The display_name may differ from the “key”, typically in capitalization, but sometimes there are other differences.

"keyword (key)": {
    /* The display value of the entity/keyword/topic.
     * May be mixed case or otherwise different than the key value. */
    "display_name": "<String>",

    /* A URL to an external resource related to this entity/keyword/topic. */
    "url": "<String (URL)>",

    /* A list of time ranges to which the entity/keyword/topic is related. */
    "time_ranges": [
        {
            "start_time": "<Integer (milliseconds)>",
            "end_time:": "<Integer (milliseconds)>"
        },
    ]
}

Additional Notes

  1. All times are in whole milliseconds (no decimal places) referenced from the start of the media.

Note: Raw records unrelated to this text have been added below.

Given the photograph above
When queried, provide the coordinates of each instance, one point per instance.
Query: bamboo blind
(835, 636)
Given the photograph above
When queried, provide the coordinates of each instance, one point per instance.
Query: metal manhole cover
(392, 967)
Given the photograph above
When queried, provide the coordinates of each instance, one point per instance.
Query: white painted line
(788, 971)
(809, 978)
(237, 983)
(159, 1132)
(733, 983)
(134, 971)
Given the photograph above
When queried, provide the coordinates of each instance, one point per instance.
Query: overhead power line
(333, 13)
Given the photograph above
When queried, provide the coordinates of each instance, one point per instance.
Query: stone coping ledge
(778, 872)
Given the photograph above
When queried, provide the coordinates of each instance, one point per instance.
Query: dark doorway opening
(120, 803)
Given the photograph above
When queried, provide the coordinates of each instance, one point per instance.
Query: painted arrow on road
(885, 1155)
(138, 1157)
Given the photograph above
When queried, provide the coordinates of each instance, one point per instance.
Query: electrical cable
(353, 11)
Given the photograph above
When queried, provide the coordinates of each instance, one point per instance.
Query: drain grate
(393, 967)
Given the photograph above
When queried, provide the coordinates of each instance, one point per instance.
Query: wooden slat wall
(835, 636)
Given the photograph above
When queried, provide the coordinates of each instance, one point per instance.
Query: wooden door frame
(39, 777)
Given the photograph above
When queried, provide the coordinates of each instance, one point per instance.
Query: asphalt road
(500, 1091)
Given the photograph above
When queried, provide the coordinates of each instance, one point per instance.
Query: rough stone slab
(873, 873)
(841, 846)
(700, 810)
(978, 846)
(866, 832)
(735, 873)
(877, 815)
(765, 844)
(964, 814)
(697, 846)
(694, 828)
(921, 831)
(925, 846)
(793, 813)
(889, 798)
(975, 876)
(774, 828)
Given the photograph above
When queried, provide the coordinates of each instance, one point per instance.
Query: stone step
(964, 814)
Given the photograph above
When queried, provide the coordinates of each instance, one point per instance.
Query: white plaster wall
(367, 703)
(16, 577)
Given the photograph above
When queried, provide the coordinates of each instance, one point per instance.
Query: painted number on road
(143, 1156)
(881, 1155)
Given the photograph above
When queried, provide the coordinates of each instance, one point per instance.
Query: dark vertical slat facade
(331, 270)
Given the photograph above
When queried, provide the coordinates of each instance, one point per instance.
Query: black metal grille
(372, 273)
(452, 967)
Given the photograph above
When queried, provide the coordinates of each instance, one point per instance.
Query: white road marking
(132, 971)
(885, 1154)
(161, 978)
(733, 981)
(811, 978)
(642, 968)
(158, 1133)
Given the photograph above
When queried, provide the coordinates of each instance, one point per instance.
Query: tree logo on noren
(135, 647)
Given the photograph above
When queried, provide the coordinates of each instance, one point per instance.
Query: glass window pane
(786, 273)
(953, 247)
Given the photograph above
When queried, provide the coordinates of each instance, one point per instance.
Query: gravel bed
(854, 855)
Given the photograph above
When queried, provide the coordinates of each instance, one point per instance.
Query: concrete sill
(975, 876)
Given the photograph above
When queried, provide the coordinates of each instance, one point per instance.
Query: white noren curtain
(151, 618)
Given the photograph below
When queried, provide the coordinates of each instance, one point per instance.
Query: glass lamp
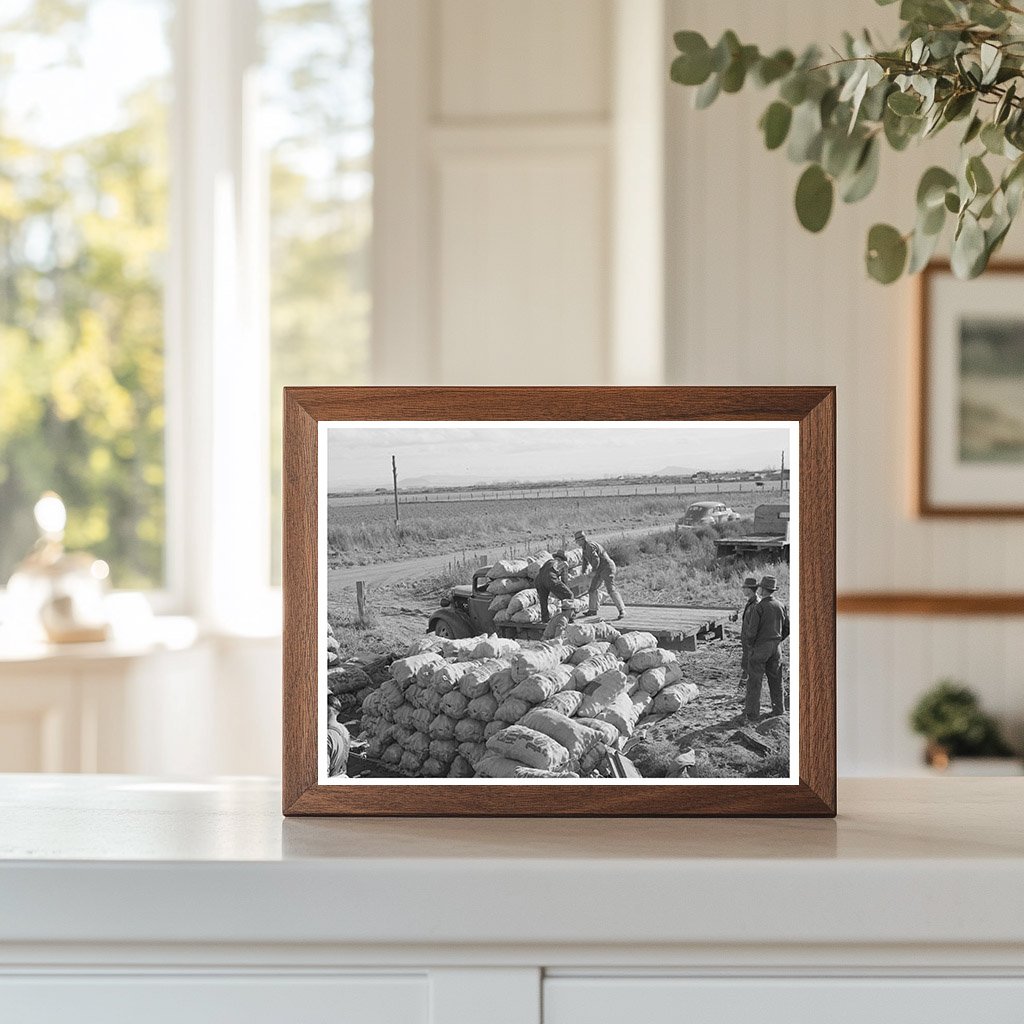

  2. The times of segment, sequences, and tokens are not permitted to overlap.

  3. All times must be positive.

  4. Zero duration segment, sequences, and tokens are not permitted.

  5. The ENDS_SENTENCE tag should be placed in the token for punctuation that ends the sentence. Typically this is a period, question mark, or exclamation point. However, it can be any valid token.

  6. There should be only one sentence per segment.

  7. There should be only one speaker per segment.

  8. Sequences should contain tokens that should not be separated by whitespace, such as a word and the punctuation associated with it.